Anyway, this is a somewhat glossed-over explanation, but I hope it helps. Everyone can feel free to correct any misstatements on my part; it's been a while. ;)
Good news. IDA Pro is actually free for its older versions now:
http://www.hex-rays.com/idapro/idadownfreeware.htm
x64dbg is a good and open source debugger that is actively maintained.
Any decent debugger can do this. Try OllyDbg. (edit: which has a great disassembler that even decodes the parameters to WinAPI calls!)

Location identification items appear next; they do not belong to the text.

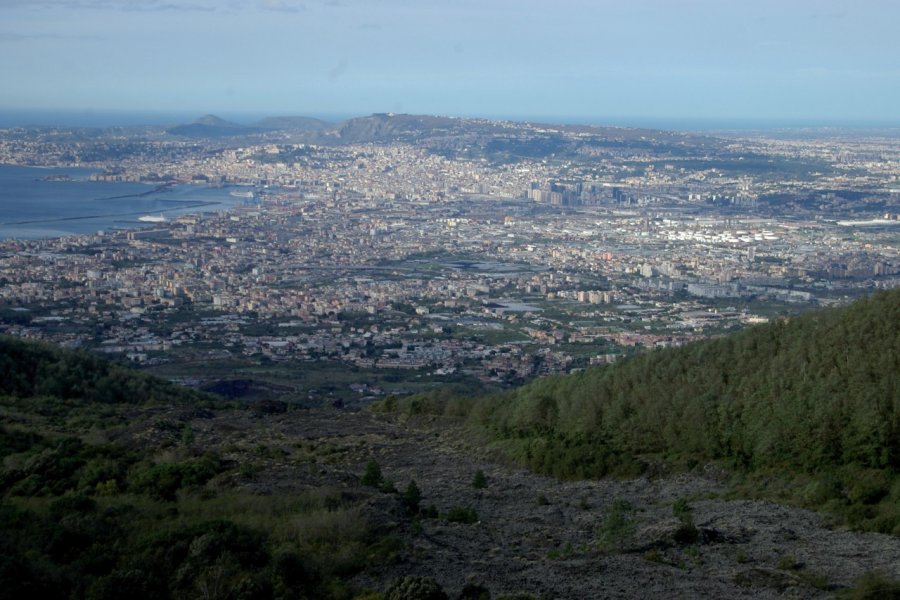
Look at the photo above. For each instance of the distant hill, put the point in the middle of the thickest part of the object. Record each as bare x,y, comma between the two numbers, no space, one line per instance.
293,124
818,394
458,137
211,126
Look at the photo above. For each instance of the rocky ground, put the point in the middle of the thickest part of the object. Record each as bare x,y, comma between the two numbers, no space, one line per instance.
589,539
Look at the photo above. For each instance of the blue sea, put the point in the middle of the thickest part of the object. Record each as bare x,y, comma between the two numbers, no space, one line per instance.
33,206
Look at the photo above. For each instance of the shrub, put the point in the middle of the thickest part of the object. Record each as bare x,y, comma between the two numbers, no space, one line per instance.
459,514
617,529
874,585
415,588
372,477
412,497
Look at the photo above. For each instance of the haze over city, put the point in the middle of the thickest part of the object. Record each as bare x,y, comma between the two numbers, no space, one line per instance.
606,61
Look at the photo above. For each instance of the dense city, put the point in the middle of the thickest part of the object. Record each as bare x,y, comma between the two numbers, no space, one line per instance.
357,268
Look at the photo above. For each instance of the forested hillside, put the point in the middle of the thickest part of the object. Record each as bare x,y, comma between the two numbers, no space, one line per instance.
106,492
32,370
817,394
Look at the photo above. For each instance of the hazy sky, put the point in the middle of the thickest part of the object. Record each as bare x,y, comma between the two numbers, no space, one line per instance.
791,59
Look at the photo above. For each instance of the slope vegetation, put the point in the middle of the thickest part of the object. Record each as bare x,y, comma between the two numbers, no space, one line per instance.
817,395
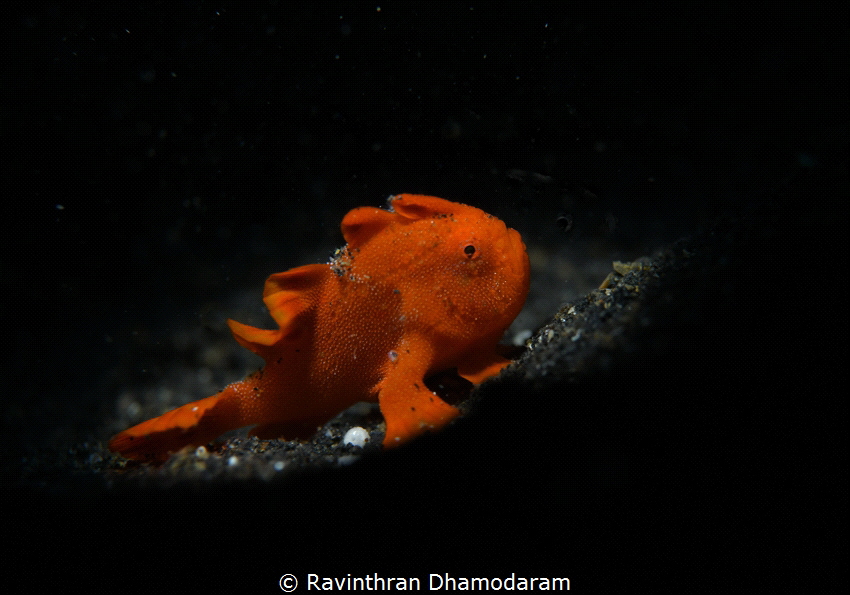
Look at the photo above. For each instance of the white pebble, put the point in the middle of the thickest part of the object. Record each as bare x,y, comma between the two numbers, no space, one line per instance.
356,436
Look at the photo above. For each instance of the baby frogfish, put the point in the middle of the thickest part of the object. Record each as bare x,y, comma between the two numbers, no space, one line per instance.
425,287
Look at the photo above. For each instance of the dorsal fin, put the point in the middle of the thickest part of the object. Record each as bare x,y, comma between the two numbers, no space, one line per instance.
420,206
362,223
287,295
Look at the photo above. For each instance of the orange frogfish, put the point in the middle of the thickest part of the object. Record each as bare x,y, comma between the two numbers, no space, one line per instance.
425,287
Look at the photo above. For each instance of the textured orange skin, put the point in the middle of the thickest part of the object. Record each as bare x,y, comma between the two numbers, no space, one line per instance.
427,286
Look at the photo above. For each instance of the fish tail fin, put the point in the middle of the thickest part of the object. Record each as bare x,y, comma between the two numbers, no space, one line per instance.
194,424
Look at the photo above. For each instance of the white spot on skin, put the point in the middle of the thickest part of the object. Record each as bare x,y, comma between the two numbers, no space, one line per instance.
356,436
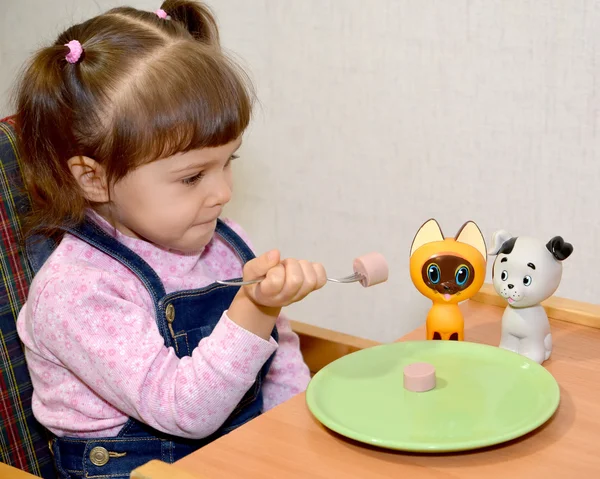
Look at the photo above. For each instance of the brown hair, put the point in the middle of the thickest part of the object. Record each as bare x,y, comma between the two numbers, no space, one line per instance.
144,88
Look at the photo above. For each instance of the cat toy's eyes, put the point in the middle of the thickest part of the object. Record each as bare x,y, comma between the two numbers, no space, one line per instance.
462,275
433,273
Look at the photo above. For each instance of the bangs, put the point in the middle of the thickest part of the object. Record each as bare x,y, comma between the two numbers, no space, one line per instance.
190,96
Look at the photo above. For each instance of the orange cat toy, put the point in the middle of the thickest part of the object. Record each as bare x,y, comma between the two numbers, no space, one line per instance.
447,271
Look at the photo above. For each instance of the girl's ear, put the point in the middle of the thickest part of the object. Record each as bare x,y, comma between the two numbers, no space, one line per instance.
91,178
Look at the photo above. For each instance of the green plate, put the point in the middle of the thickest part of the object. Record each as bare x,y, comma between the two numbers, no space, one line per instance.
484,396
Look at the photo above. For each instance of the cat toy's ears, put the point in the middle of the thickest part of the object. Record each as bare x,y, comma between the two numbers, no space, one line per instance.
470,234
499,238
429,232
559,249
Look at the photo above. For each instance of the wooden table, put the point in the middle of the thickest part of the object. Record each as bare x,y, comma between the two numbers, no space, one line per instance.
288,442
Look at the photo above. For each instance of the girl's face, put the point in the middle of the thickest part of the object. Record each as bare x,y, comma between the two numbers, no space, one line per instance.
175,202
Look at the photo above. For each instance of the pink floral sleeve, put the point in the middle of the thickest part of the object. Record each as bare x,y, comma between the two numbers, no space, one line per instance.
289,374
93,326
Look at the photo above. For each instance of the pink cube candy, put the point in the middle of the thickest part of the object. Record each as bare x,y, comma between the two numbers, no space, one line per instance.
419,377
373,267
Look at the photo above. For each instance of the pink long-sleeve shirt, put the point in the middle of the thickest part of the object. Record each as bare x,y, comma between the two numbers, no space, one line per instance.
96,356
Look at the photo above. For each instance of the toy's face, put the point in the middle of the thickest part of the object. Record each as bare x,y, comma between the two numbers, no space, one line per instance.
448,270
447,274
525,273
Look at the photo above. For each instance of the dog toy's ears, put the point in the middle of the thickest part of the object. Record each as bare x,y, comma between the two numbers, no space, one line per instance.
498,239
559,249
429,232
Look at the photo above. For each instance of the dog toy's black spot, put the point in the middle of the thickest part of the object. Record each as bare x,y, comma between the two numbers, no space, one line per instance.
559,248
508,246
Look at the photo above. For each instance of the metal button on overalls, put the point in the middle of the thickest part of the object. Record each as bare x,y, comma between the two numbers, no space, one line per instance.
99,456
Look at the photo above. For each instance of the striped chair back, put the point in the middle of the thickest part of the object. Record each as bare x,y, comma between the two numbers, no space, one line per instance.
23,441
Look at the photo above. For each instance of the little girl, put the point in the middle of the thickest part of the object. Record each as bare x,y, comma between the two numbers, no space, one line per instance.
128,125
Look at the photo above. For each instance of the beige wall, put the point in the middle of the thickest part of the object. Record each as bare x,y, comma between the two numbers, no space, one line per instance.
376,115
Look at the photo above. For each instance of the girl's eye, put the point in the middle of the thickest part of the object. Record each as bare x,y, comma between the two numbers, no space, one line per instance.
192,180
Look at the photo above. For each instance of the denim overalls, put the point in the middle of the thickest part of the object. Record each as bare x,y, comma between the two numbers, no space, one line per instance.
183,319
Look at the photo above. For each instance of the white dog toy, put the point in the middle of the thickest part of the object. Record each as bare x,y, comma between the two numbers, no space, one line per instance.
526,272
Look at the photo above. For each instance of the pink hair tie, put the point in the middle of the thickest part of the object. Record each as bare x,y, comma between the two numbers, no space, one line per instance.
75,51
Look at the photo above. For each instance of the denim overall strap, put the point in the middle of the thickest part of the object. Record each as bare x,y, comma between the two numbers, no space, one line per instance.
194,314
94,235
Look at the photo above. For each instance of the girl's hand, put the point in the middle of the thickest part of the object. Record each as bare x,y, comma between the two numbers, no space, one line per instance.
286,281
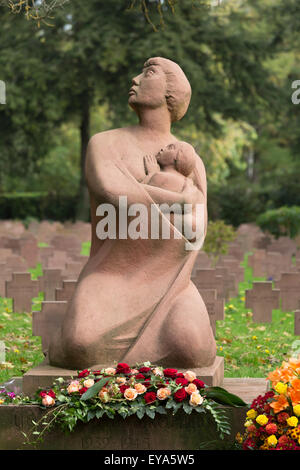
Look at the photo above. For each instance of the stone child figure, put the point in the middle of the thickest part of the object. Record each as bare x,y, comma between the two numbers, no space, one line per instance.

If you are just trying to figure out what a malware does, it might be much easier to run it under something like the free tool Process Monitor which will report whenever it tries to access the filesystem, registry, ports, etc...
Also, using a virtual machine like the free VMWare server is very helpful for this kind of work. You can make a "clean" image, and then just go back to that every time you run the malware.
I'd say in 2019 (and even more so in 2022), Ghidra (https://ghidra-sre.org/) is worth checking out. It's open source (and free), and has phenomenal code analysis capabilities, including the ability to decompile all the way back to fairly readable C code.
Sure, have a look at IDA Pro. They offer an eval version so you can try it out.
You may get some information viewing it in assembly, but I think the easiest thing to do is fire up a virtual machine and see what it does. Make sure you have no open shares or anything like that that it can jump through though ;)
Boomerang may also be worth checking out.
I can't believe nobody said nothing about Immunity Debugger, yet.
Immunity Debugger is a powerful tool to write exploits, analyze malware, and reverse engineer binary files. It was initially based on Ollydbg 1.0 source code, but with names resoution bug fixed. It has a well supported Python API for easy extensibility, so you can write your python scripts to help you out on the analysis.
Also, there's a good one Peter from Corelan team wrote called mona.py, excelent tool btw.
If you want to run the program to see what it does without infecting your computer, use with a virtual machine like VMWare or Microsoft VPC, or a program that can sandbox the program like SandboxIE
You can use dotPeek, very good for decompile exe file. It is free.
https://www.jetbrains.com/decompiler/
What you want is a type of software called a "Disassembler".
Quick google yields this: Link
If you have no time, submit the malware to cwsandbox:
http://www.cwsandbox.org/
http://jon.oberheide.org/blog/2008/01/15/detecting-and-evading-cwsandbox/
HTH
The explorer suite can do what you want.